Cybernetic Interoception and the 83% Ambiguity Ceiling
Note: This post expands on the philosophical and cybernetic framing around the CSST control-signal line. It builds on the earlier CyVy diagnostic framework, but it is not the same paper.
The Biological Interoceptive Analogy
Organisms do not wait for autopsy reports to regulate metabolism; they use interoceptive signals—gut feelings, proprioception, fatigue—as real-time feedback that modulates behavior.

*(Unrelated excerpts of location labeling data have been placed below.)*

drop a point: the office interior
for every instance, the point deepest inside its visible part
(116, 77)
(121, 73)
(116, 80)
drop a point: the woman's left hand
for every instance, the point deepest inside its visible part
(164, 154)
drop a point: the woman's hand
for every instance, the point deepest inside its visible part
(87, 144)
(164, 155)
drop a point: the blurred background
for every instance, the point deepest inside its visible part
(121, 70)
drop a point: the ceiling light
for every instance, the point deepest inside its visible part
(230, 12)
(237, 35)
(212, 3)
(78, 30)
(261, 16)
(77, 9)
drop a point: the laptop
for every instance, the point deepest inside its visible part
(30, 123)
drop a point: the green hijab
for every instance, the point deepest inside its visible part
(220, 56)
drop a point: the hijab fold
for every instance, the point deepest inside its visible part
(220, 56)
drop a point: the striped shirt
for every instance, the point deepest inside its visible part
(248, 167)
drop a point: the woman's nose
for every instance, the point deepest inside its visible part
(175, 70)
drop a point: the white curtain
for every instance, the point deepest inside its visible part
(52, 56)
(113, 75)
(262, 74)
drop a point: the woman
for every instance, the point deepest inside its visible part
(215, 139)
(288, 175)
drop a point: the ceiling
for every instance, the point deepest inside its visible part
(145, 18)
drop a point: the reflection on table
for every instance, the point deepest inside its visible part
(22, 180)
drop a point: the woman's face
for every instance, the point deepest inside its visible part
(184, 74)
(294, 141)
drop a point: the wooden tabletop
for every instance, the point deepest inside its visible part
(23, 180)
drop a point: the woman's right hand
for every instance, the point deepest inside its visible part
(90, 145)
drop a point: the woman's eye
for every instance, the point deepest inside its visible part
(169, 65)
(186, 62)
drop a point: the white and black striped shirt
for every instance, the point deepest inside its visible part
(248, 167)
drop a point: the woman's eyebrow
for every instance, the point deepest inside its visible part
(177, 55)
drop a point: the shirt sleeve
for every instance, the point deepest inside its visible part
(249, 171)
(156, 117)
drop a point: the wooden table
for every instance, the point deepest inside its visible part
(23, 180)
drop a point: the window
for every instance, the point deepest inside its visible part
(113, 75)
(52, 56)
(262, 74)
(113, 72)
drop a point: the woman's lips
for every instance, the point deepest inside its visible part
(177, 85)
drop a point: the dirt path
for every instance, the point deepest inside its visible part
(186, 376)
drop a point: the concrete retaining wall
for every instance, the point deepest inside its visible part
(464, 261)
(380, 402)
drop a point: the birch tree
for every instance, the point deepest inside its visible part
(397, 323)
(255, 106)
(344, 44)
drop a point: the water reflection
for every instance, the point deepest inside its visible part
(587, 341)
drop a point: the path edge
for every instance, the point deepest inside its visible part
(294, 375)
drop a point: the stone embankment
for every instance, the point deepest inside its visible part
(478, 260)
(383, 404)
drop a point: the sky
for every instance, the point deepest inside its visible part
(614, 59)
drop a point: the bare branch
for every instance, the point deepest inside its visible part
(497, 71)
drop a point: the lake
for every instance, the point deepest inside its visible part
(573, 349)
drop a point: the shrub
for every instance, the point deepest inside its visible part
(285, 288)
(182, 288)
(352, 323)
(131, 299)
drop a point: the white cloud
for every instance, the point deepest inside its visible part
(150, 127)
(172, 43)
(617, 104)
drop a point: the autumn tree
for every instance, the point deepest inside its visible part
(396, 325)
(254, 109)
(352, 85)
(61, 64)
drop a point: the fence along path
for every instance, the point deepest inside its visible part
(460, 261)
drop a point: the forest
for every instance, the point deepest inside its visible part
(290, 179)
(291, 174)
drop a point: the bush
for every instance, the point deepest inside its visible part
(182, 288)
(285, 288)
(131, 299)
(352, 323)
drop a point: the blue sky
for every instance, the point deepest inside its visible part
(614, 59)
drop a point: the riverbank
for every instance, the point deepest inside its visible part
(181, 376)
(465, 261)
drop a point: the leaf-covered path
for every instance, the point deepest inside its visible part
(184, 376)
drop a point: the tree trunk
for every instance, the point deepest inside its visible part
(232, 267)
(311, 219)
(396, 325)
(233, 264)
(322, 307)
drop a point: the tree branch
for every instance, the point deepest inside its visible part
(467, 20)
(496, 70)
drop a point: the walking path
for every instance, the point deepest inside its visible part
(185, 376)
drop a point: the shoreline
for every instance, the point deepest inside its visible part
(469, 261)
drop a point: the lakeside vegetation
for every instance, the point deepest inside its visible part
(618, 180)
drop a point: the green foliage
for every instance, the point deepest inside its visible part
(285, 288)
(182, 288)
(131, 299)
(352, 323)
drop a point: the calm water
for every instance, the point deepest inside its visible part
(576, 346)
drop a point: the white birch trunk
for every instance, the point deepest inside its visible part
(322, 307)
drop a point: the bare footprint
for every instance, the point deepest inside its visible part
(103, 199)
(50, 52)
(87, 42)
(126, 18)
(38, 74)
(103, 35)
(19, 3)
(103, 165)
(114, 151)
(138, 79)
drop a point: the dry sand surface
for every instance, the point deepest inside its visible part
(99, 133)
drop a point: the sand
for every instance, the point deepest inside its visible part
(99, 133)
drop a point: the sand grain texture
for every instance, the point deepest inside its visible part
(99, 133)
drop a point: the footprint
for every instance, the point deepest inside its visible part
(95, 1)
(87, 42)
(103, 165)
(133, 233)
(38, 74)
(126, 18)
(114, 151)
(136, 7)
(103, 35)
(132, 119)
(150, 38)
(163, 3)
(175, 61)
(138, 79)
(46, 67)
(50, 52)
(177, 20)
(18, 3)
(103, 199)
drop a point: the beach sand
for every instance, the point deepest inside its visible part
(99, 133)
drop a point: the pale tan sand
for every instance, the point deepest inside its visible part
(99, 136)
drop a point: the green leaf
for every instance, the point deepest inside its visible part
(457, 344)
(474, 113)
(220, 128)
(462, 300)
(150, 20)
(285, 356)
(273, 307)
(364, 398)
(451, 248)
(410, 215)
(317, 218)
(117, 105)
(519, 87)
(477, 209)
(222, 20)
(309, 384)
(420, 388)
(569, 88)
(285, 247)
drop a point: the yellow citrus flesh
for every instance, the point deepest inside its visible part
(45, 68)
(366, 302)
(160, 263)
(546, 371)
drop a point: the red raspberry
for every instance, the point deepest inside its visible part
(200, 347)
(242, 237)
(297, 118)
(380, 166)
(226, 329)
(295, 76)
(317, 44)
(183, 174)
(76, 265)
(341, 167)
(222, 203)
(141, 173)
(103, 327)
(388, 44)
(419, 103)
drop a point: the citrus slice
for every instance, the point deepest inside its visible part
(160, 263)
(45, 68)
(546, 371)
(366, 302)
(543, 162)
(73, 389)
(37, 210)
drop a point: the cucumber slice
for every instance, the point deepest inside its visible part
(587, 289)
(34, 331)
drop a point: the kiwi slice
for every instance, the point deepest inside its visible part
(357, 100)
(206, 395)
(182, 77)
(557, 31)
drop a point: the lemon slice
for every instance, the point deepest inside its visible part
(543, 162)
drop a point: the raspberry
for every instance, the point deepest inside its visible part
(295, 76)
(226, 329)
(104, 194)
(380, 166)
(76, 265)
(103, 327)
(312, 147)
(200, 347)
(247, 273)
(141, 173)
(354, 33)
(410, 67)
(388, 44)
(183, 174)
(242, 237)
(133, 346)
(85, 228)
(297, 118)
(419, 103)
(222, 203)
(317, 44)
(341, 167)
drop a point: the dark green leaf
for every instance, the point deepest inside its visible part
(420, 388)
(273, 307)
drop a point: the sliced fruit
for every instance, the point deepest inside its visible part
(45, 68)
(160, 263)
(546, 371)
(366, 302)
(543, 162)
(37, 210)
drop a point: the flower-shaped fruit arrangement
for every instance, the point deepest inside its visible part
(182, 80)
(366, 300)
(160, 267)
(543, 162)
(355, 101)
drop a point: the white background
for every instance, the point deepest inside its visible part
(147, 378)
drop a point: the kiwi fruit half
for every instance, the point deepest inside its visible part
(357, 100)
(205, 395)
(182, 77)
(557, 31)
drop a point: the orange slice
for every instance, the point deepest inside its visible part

In standard machine learning, metrics like accuracy or AUROC are autopsies. We train a model to convergence (or collapse), evaluate it on a holdout set, and then try to diagnose what went wrong.
With the earlier CyVy diagnostic framework and the later CSST control-signal line, we asked a different question: what if a learning system had interoception? What if it possessed a live control signal—a measure of “how well am I knowing?”—that gated how aggressively the system commits to a belief?
The UI -> CI Pathology
When you train a discrete commitment architecture (like Eidos) on ambiguous data (like the overlapping classes in Fashion-MNIST or mixed-sentiment IMDB reviews), the system naturally hits a ceiling—often around 83%.
But the architecture isn’t failing. It is appropriately refusing to commit when the structural evidence ends. This is the Uncertain-Incorrect (UI) state. It is the epistemic equivalent of saying, “I don’t know.”
The pathology arises when we force the system to keep learning past this point using standard, unregulated training loops. The system undergoes a phase transition where it migrates from Uncertain-Incorrect (UI) to Confident-Incorrect (CI). It stops being appropriately doubtful and starts hallucinating structure where none exists.
Unvalidated Extrapolations: Implications for LLMs
While our empirical validations in the CSST paper focus on the MOU ring diagnostic and the Eidos CNN on MNIST/CIFAR, the implications for autoregressive Large Language Models are profound.
LLMs currently possess no interoceptive signal. They produce confident-sounding outputs on nearly every prompt, with no internal mechanism to detect when they are operating beyond their epistemic competence.
The CyVy diagnostic and CSST results together suggest that “hallucination” in LLMs may not be a bug of the transformer architecture itself. Rather, it might be an inevitable consequence of training a system past its own Control-Signal Stabilization Threshold (CSST) without any epistemic feedback loop. It is the exact same UI $\to$ CI migration we observed in our focused experiments, operating at a massive scale.
If a similar interoceptive loop could be implemented at inference time for an LLM—where the model monitors its own certainty-validity estimate and withholds commitment when that estimate degrades—it could constitute a structural, cybernetic solution to the hallucination problem, completely bypassing the need for post-hoc RLHF filtering.
The Paradigm Shift
We must move away from evaluating reasoning systems purely on aggregate scalar accuracy. A model that achieves 83% accuracy and knows exactly why it is uncertain about the remaining 17% is infinitely more valuable—and safer—than a model that achieves 85% by confidently hallucinating its way through edge cases.
True intelligence requires epistemic humility. It’s time our architectures reflected that.